Drug Interactions between bazedoxifene / conjugated estrogens and tafamidis

MONITOR: Based on in vitro data, coadministration with tafamidis may increase the plasma concentrations and the risk of toxicity of drugs that are substrates of the transport protein breast cancer resistance protein (BCRP) (e.g., methotrexate, rosuvastatin, imatinib), uridine diphosphate glucuronosyltransferase (UGT) 1A1 (e.g., bictegravir, irinotecan, raltegravir), and/or uptake transporters OAT1 and OAT3 (organic anion transporters) (e.g., bumetanide, furosemide, lamivudine, methotrexate, oseltamivir, tenofovir, ganciclovir, adefovir, cidofovir, zidovudine, zalcitabine) at clinically relevant concentrations. The proposed mechanism is decreased clearance due to tafamidis-mediated inhibition of the corresponding transport protein.

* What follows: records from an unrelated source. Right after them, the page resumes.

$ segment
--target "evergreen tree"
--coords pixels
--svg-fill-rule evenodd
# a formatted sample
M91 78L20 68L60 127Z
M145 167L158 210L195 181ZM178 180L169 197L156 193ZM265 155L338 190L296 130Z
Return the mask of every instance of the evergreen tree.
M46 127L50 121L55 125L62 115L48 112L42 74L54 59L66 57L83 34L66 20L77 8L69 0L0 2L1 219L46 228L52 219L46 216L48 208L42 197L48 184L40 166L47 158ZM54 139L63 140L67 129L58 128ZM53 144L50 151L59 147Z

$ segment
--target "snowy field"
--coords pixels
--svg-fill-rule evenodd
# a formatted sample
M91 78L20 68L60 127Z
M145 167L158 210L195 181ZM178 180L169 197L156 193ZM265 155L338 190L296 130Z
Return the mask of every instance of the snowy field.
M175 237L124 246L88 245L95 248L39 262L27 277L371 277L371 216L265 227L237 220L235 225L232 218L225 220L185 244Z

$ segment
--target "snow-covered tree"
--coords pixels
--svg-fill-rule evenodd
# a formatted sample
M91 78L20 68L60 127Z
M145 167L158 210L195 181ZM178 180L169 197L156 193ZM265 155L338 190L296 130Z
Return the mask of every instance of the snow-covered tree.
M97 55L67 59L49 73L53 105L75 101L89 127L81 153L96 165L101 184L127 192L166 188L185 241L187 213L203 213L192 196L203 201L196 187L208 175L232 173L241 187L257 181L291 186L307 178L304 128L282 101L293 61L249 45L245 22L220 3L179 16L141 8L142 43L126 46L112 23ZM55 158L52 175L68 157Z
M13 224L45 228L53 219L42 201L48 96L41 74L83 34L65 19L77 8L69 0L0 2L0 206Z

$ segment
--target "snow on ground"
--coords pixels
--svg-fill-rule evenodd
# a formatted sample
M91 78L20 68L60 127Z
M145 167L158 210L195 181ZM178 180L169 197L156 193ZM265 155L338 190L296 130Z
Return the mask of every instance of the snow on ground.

MANAGEMENT: Caution is advised if tafamidis is used concomitantly with drugs that are substrates of these transport proteins, particularly those with a narrow therapeutic range. Dosage adjustments as well as clinical and laboratory monitoring should be considered whenever tafamidis is added to or withdrawn from therapy with these drugs. Patients should be monitored for the development of adverse effects.